The drive to the Santa Clarita Valley is not a serious obstacle, Alderman said.
"Every producer wants to walk out of his office and throw a rock and hit his first truck, but that's not always possible," he said.
The sound stages, and the Santa Clarita Valley's movie ranches as well, are within the so-called 30-mile zone, a radius extending from the corner of La Cienega and Beverly boulevards. Union contracts require that producers take workers by bus to locations outside the zone, paying them from the time they get aboard the bus. Workers provide their own transportation to locations inside the zone, receiving expenses of 30 cents a mile but not being paid for their drive time.
"We welcome it," Mac St. Johns, spokesman for the International Alliance of Theatrical Stage Employees, said of the new sound stages. "The more facilities that are built here, the better it is for us. If the shows being shot there aren't union, it's up to us to organize them."
St. Johns said that Valencia is convenient for the many IATSE employees who live in the San Fernando and Santa Clarita valleys.
But some disagreement exists over whether there is enough business to support new sound stages, no matter where they are located.
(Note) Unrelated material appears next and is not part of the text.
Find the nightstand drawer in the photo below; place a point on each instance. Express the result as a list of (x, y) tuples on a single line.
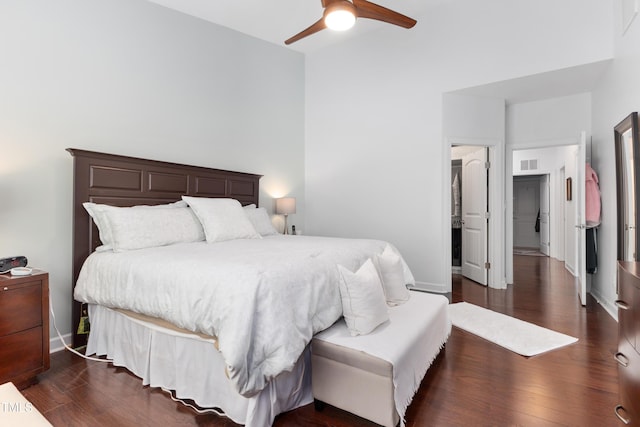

A recent story in Daily Variety said some major studios are "begging for sound-stage tenants." However, an official with Universal City Studios, which has 34 sound stages, said that competition from the Santa Clarita Valley will not cut into the company's thriving business.
"We're doing well, both with our own shows and with third-party rentals," said Dan Slusser, senior vice president and general manager of the studio.
An official with the California Film Commission said that no figures are kept on sound-stage occupancy. There are 322 sound stages in Southern California, he said, but about 100 of them are too small for shooting scenes that require much movement by actors.